Probably the poison used in India is strychnine (Kuchala) for killing cattle, but the meat of the dead animal is not poisonous to eat. Experiments have been carried on animals, such as dogs, by feeding them on poisoned meat of the animal killed by vegetable poison such as strychnine, escerine, pilcarpine, veratrine and mineral poisons such as arsenic and antimony; and meat in all these cases has proved to be harmless. The explanation is that, although the poison is strong enough to kill the animal, the poison is further oxidized into a harmless product and the meat, therefore, remains harmless. In the case of mineral poison and caustics, very little is absorbed into the system of animals and the meat, therefore, contains very little of the mineral poison. Meat of poisoned animals, therefore, is harmless for eating purposes.
QUESTION OF REPUGNANCE - I now come to the most difficult of your question, as to why there is such repugnance against those who eat carrion. That there is such a feeling of repugnance, not only in India but all the world over, cannot be denied. Logically if there is not much difference between the carrion of a healthy animal and slaughtered meat, such repugnance should not exist; and if the repugnance is to exist, it should then extend to all meat eaters. The answer to this question might have been difficult before the advent of the science of Analytical Psychology of Freud and Jung. In the light of this science an adequate explanation can be given. The explanation lies in the fundamental property of the human mind of Displacement and Transference (Verdraengung and Verschiebung). Everything which is not killed but dead, decomposing and putrefying excites a feeling of fright, aversion or repugnance in the human mind. This instinct of repugnance is as necessary for Race Preservation as other instincts; otherwise, this human animal would have died of dirt long ago and have been extinct by now. If the dead carcass instead is used for food or alimentation, which is one of the two fundamental necessities of life, it can be imagined why so much loathing is attached to this practice. The feeling of repugnance gets displaced from the act to the person who does it.
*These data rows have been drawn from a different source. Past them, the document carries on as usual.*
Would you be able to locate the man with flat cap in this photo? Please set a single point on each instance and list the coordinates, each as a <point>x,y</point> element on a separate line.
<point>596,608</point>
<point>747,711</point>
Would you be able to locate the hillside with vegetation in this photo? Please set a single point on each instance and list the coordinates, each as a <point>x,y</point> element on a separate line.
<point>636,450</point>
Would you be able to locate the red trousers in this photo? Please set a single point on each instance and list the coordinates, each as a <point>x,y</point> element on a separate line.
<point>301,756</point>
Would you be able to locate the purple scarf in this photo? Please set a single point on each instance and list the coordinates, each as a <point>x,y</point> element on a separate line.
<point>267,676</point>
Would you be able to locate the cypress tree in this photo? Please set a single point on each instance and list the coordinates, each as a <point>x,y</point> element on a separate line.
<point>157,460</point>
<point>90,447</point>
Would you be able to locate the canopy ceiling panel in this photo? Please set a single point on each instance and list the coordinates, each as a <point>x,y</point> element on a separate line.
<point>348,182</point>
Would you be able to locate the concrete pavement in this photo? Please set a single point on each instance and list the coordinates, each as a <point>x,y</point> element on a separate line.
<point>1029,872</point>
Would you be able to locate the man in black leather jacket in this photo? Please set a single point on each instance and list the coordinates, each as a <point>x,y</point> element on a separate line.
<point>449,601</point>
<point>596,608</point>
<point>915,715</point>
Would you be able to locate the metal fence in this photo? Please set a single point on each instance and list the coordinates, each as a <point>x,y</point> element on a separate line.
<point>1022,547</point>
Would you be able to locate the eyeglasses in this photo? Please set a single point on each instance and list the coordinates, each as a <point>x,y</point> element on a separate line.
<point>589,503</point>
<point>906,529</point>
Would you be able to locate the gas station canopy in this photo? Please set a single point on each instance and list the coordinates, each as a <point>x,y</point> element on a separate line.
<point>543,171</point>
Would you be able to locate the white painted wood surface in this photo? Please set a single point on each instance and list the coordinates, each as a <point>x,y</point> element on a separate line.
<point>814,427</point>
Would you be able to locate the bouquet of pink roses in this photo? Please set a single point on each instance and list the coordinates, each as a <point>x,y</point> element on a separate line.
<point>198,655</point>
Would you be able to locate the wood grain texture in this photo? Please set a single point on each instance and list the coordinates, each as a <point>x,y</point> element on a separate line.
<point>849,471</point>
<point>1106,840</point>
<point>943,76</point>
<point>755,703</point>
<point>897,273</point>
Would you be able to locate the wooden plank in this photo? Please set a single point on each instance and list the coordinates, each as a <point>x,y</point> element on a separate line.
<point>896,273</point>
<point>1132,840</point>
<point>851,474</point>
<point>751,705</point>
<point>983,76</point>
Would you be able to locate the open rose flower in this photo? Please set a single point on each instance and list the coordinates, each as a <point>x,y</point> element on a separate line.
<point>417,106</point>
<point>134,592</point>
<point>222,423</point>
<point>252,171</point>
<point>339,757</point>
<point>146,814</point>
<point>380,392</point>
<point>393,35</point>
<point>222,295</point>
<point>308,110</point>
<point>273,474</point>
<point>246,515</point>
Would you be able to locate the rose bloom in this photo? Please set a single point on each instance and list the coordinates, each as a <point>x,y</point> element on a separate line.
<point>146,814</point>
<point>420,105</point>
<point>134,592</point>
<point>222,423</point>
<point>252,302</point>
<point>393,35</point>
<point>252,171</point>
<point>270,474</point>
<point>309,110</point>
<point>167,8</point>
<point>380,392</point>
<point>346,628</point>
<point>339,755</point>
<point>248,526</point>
Economics, Logic or Science does not seem to me to be capable of annulling this faculty of displacement of the human mind. It is a psychological fact, in the same way as the flowing of water or rotation of the Earth is a physical fact; as such, use of carrion for food in normal times is bound to create a feeling of loathing in the human mind, and feeling of repugnance for the human being who practises this. The displacement is from the act to the subject. The conclusion is plain: This practice must disappear. Our depressed class brethren must give it up. Universal human psychology is against it and, therefore, it must go.